CAAN’s interest in joining the youth council’s efforts was natural, said CAAN Chairperson Barbara Nicholson.
“We actually have a parent in our group who has a child with diabetes. And the goal of our organization is to do all we can to make our community better – and Campbell’s mission is to help prevent obesity and this disease. That’s why we were eager to get involved. We had an employee who was concerned about her babies,” Nicholson said.
That employee, Jannie Cole, said being personally touched by the illness made her acutely aware of the importance of spreading knowledge.
“At first we didn’t recognize the symptoms (in my son),” Cole said. “Awareness is very important. Now that the children and the school system know about my son’s diabetes, they’ve been very supportive. The children have even been helping him make (healthy choices) for lunch,” Cole said. Her son has Type I, juvenile diabetes.
Receiving the over $2,000 donation on behalf of the ADA were Paulette Becoat (Special Events Manager, ADA) and Alicia McGee (Public Relations Chair for “Step Out”).
“This is a wonderful gift,” said Becoat, adding that she hopes that the young people involved in the youth council and those informed by their event will come to understand the value of physical activity.

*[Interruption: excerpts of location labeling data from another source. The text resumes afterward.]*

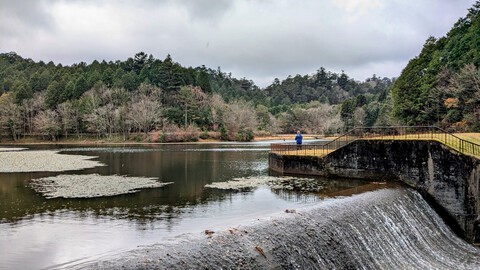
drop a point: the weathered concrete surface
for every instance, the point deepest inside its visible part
(445, 177)
(348, 233)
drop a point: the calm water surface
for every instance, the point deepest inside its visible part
(38, 233)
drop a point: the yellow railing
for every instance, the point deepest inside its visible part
(379, 133)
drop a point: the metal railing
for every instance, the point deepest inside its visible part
(379, 133)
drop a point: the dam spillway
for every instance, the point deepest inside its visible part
(392, 228)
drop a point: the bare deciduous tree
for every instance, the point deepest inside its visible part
(66, 113)
(145, 113)
(240, 116)
(47, 123)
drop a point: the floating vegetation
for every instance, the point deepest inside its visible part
(43, 161)
(8, 149)
(285, 183)
(92, 185)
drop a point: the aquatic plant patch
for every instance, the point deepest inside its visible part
(287, 183)
(92, 185)
(44, 161)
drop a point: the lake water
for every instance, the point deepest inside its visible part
(39, 233)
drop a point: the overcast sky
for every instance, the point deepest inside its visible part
(257, 39)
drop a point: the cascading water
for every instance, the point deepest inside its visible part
(386, 229)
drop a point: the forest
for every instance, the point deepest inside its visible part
(144, 98)
(153, 100)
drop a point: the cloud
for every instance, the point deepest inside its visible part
(256, 39)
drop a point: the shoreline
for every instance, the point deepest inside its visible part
(29, 141)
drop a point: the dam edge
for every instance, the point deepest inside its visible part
(448, 179)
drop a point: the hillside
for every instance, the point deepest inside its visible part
(441, 86)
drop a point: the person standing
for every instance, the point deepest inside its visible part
(298, 139)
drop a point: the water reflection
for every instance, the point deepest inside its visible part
(50, 232)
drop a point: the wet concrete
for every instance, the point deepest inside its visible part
(445, 177)
(385, 229)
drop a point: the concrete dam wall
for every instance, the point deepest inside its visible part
(448, 179)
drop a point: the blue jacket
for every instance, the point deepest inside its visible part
(298, 138)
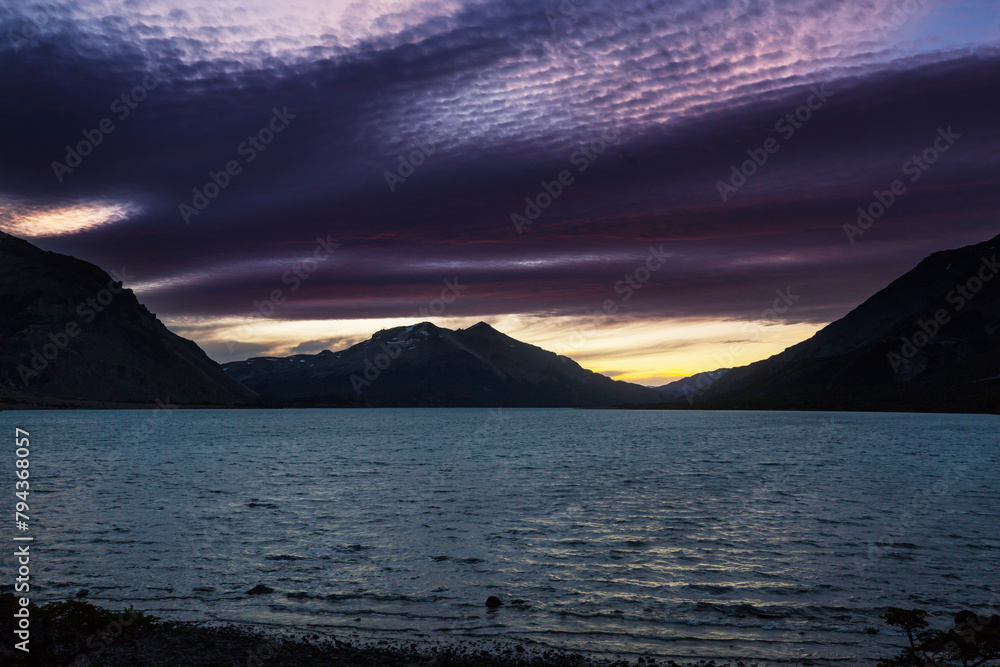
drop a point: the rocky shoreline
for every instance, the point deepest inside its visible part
(78, 634)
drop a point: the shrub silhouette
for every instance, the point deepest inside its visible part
(974, 641)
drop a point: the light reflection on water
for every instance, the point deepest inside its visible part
(734, 535)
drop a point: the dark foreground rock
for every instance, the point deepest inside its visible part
(77, 633)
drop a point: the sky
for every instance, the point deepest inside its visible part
(652, 188)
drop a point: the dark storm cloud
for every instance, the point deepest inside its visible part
(505, 97)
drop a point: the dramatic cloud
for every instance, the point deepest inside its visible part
(213, 151)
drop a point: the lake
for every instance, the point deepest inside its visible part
(768, 536)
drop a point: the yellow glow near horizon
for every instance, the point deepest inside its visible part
(36, 222)
(648, 352)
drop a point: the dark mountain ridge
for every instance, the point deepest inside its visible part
(427, 365)
(929, 341)
(73, 336)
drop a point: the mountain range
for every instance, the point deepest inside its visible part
(929, 341)
(426, 365)
(74, 336)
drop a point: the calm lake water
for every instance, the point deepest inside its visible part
(734, 535)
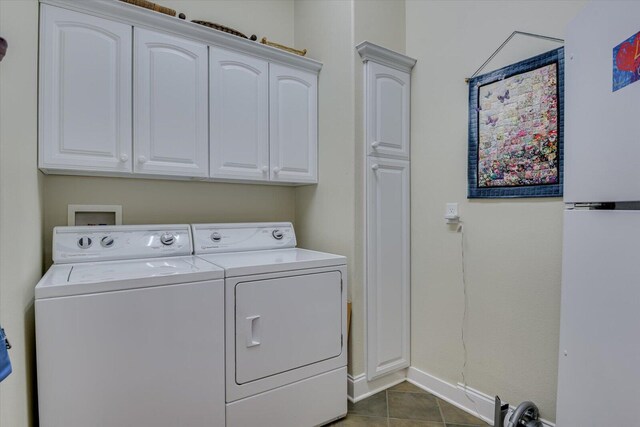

“Kids today are more inactive than we were as kids. They stay indoors working out those thumbs on video games rather than working out their legs outdoors,” Becoat said.
When working in the community, Becoat said that she is often surprised how little people know about the disease – even those it afflicts.
“Some people still think that you can eat a piece of cake and then go take your insulin shot and that somehow cancels it out. That’s when people go into diabetic comas.
“Recognizing the symptoms of diabetes is also important. If you’re losing weight and you don’t know why, that is one sign.”
According to Becoat, the Southern diet is particularly troubling to those working to combat the spread of diabetes.
“With how much we love fried foods and good sweets, (our cuisine) isn’t helping,” she said. “The ADA actually has a cookbook that offers alternatives to our Southern cooking.”
Set to take place at North Hills in Raleigh on October 26, the ADA’s annual “Step Out Walk to Stop Diabetes” will take the diabetes awareness message to the streets.
“The best thing about the walk is the support. People with diabetes or with family affected by it, when people come out for our ‘Step Out’ event those people are rallied around, and they come feel camaraderie and support,” McGee said.
During the walk those suffering from diabetes or those with diabetic family members wear red hats indicating their status as “Red Striders.”
“We are also definitely looking for a cure,” McGee added. “In the end, diabetes in many cases is preventable. It’s something that can be avoided by eating healthier.”